The recent hacking of the hugely popular website Ashley Madison raises uncomfortable questions about privacy and security in our digital lives. For those unfamiliar with AshleyMadison.com, it functions as a dating site specifically aimed at those seeking to “cheat” on their spouse or partner. Needless to say, the promise of discretion is a key element of the site’s success:
“Protection of personal information [is one of the site’s] critical success factors. I would hate to see our systems hacked and/or the leak of personal information.”
Avid Life Media CTO Trevor Sykes, in happier times
The group claiming to have hacked the site calls itself the “Impact Team” (inside help from a vendor is suspected). They threaten nothing less than the wholesale public release of names, payment details, online conversations, and even nude photos of a purported 33 million(!) users living mostly in the US and Canada. Their demand? Take the site offline completely, effectively putting Ashley Madison out of business.
So the stakes are quite high for the site’s parent company, which had sales of over $100 million last year. A planned IPO almost certainly is off the table now. Whether the company can recover and continue operating Ashley Madison is uncertain, but clearly it will suffer a tremendous financial blow and have difficulty retaining customers.
The stakes are even higher for those customers of course, who face the possibility of divorce, ruined relationships with their families, and public embarrassment.
So both Ashley Madison and its customers have suffered harm (or potential harm). But what is the proper libertarian perspective on all this?
For starters, consider that personal and business reputations might well become even more important in a libertarian society. Our reflexive aversion to cheats, liars, and secrecy is very much in accord with human nature, and there’s every reason to believe a private legal system would reflect this. In an uncertain world of scarce resources, a lack of trustworthiness in others creates huge transaction costs. This is especially true of our interactions with strangers, where we’re forced to create elaborate legal contracts before doing business-- a handshake no longer suffices.
But surely Ashley Madison’s owners and its users should not be able to sue the alleged hackers (if identified) for monetary damages owing to loss of reputation. The entire tort concept of defamation, including trade libel for businesses, is nonsense. As Murray Rothbard explained, one’s reputation consists of the thoughts, opinions, feelings, and perceptions of other people-- which of course cannot be owned.
Even under current US case law, “truth is a defense” in defamation cases. So provided the hackers released truthful (i.e. accurate, unaltered) data, neither a private nor a legislative legal system would appear to support an action for defamation by Ashley Madison users or its owners simply because hackers made certain unpleasant facts public.
But what about criminal liability? Are the hackers guilty of theft? Burglary?
The common law definition of burglary provides an inexact analogy. Burglary requires the breaking and entering of a dwelling with the intent to steal property within. In the pre-digital world, a criminal with the same motives as the Ashley Madison hackers might have broken into the brick and mortar offices of an adult dating service and physically removed customer information printed on actual paper.
Here we have no physical invasion of a physical space by the alleged criminals.

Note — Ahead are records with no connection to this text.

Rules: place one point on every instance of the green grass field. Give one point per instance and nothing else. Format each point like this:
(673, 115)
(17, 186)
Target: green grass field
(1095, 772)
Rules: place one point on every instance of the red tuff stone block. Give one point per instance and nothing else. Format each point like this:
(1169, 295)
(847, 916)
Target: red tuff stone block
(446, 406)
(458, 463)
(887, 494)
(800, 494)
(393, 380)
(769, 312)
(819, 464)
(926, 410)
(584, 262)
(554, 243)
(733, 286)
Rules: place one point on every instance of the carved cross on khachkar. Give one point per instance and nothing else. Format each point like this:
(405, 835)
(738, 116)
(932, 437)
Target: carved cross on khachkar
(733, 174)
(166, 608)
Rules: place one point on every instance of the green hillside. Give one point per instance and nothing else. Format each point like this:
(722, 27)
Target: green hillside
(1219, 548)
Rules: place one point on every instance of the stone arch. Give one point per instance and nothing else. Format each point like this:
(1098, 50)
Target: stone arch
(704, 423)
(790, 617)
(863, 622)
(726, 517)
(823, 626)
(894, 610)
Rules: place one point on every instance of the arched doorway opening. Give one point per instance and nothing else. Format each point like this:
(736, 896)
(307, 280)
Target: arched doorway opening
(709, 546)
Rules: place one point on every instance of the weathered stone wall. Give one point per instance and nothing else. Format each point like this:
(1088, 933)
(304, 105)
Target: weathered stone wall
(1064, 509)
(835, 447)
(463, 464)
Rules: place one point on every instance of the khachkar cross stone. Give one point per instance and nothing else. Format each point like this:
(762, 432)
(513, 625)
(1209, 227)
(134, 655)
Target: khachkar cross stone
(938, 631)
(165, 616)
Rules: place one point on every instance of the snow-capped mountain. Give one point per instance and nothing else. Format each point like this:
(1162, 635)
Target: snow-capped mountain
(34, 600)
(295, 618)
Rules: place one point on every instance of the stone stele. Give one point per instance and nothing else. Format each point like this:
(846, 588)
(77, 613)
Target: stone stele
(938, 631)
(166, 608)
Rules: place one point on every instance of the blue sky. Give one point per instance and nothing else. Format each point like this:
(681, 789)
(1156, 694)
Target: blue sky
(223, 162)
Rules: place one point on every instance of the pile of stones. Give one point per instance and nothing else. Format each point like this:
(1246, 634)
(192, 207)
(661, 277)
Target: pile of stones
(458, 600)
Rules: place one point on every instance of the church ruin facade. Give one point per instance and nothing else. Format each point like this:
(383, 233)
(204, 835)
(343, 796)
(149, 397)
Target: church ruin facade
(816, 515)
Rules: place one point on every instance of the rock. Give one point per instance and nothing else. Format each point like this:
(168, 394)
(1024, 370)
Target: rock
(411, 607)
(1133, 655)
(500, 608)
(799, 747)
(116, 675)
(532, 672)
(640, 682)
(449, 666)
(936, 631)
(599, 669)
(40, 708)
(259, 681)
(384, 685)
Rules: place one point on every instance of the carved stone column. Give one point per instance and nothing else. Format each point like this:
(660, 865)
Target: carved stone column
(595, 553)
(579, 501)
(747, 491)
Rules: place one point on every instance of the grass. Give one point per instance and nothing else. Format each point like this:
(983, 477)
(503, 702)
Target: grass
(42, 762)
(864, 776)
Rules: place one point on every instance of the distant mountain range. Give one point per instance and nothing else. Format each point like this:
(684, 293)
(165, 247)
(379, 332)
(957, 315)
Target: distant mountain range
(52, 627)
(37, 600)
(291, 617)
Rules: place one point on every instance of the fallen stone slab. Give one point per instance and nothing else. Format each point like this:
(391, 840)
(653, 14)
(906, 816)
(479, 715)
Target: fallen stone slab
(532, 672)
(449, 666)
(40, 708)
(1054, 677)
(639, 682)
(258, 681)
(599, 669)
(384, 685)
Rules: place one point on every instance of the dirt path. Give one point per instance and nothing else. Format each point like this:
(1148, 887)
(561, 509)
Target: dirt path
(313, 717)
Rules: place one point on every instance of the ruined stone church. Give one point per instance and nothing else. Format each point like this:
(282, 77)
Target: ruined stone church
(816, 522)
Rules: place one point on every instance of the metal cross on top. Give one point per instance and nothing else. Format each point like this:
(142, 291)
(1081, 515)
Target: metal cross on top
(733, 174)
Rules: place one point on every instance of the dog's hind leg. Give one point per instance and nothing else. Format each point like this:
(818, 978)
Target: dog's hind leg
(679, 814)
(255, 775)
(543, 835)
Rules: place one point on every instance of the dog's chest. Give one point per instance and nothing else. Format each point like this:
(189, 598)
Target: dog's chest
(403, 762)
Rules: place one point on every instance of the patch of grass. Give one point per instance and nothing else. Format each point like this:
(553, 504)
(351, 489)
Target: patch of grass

Instead, we have individual sitting remotely (perhaps thousands of miles away) using a PC to obtain unauthorized access to the Ashley Madison server.
But it’s important to note that the hackers did not remove customer data, they copied it. By all accounts Ashley Madison still has an intact website and intact data on its server. Ashley Madison still possesses its “stolen” information.
What the hackers really took from Ashley Madison was the unfounded trust of its users, by exposing the site’s assurances of security as untrue.
Should this be a crime? Should it give rise to civil liability? Surely Ashley Madison did not “own” the income stream produced by the site prior to this incident.
Other questions arise. Are the hackers guilty of trespass? Blackmail and extortion? (see Block). Should they face civil liability for violating Ashley Madison’s trade secret in the form of its customer lists? (No, see Kinsella). Should it matter that the hackers took the data not to sell or use for financial gain, but rather to make a point? And should a libertarian legal system permit money damages for actions that evolved under common law like tortious interference with business or intentional infliction of emotional distress?
Not surprisingly, Ashley Madison CEO Noel Biderman wants the hackers to be punished criminally, under US cyber-terrorism or cyber-crime statutes. But one thing is clear: feeding the maw of the awful US criminal justice system and caging humans in supermax prisons at taxpayer expense is NOT the answer.